Exodia
Page 6
I don’t look back at him. I know his tone is joking. My shoes are no better than his tire-rubber boots, but mine are dyed blue, government issued.
We walk on and I begin to feel less sore as I warm up to the hike. The birds chirp above us, one in particular has a pleasant melody. I am less afraid, too. And the farther we get from Exodia the less burdened I am. These people expect me to be some kind of hero-leader. That’s not going to happen. I’ll blend in with the Reds, learn their ways, help where I can, and someday go back to find Lydia. But not to attack and win back Exodia. Ronel may want someone who knows Exodia as well as I do, but there’s no way these people can match my grandfather’s arsenal, man-power, and psychic advantage.

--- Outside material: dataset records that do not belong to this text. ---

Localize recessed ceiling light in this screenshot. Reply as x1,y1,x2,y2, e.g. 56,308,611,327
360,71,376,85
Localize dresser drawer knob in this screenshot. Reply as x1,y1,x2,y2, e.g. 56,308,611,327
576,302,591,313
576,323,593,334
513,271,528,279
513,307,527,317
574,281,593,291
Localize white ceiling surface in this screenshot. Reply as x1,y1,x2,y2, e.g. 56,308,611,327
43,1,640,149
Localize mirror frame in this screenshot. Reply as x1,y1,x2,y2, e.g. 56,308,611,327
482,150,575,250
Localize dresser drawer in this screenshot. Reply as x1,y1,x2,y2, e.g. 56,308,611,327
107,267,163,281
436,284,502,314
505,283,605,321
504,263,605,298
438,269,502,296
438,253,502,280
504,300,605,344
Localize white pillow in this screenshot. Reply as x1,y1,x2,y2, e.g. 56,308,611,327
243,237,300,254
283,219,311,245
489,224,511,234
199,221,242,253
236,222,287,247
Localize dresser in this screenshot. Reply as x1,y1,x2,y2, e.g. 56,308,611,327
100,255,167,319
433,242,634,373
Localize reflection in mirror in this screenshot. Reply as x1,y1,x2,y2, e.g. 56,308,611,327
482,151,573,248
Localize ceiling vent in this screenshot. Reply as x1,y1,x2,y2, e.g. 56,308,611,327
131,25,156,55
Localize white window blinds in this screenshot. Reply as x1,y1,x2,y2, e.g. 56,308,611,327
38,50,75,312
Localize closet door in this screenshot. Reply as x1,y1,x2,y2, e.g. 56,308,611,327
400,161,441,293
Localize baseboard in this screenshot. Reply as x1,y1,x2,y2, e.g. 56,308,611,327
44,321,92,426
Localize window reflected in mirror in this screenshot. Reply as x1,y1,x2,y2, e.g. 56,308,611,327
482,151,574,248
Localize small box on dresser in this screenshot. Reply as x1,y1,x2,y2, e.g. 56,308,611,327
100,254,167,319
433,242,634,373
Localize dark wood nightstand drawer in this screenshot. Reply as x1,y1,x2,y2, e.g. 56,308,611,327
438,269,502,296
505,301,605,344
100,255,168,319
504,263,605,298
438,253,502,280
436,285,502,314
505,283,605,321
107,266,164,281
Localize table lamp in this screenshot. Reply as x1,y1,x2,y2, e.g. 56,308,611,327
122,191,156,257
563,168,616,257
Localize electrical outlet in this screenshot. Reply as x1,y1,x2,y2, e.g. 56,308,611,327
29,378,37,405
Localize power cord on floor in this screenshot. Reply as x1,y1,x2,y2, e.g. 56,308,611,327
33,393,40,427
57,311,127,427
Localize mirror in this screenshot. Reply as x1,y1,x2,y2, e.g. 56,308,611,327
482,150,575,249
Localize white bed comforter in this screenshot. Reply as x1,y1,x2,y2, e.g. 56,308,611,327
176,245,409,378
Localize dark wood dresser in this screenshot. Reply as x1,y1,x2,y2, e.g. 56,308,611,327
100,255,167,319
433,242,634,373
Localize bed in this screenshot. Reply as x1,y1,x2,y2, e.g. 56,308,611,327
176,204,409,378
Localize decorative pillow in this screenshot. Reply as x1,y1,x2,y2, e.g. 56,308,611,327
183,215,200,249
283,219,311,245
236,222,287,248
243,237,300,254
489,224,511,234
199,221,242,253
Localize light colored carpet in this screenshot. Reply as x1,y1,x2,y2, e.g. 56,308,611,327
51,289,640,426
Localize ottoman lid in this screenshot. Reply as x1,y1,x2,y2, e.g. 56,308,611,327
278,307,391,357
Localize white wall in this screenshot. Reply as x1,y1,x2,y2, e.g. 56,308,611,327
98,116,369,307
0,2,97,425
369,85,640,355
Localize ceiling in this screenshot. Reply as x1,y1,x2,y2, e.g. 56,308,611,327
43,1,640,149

I press my hand against one of my belt sacks, remembering the stolen ledger papers there. The papers crinkle. I hope there’s something on them that will help David Ronel. He may let that be the extent of my contribution. I’ll read them when we camp tonight.
Vinn stops suddenly, ducks down, and motions for us to do the same. We crouch uncomfortably among the low ferns. He makes some coded hand gestures to Carter who nods sharply and puts his hand on my shoulder. He mouths directions: stay down, stay quiet.
Vinn inches forward, discards his pack and his stinky vest, and pulls a double action Stun-n-Run gun from his back pocket. I ache to open my food bag. Lydia said it also contained a couple of weapons. I should have checked it before we left, put a weapon in easier reach.
Carter shrugs off his bag, intending to back up Vinn. He, too, has a weapon ready. It’s a hammer, kind of crude, but effective in close quarters. I still don’t hear anything unusual, but I notice that the birds are no longer singing.
Vinn and Carter rise slowly and creep ahead. I feel useless, helpless. I, who so recently raised a deadly fist against a stranger, am cowering in the weeds like a child. I risk some deliberate moves–I settle both bags to the ground and explore the outer pocket of the food bag. A knife. Just a cooking knife. Sheathed in a metal jacket that has probably protected its serrated edge for decades.
I grip the handle and rise, keeping the sharp metal sleeve in my left hand–an extra weapon for something deadly I’ve been trained to do.
I hear shouts, followed by the sounds of men fighting. Grunts and human growls. Cries of pain. A woosh, then a high-pitched whistling followed by an explosion.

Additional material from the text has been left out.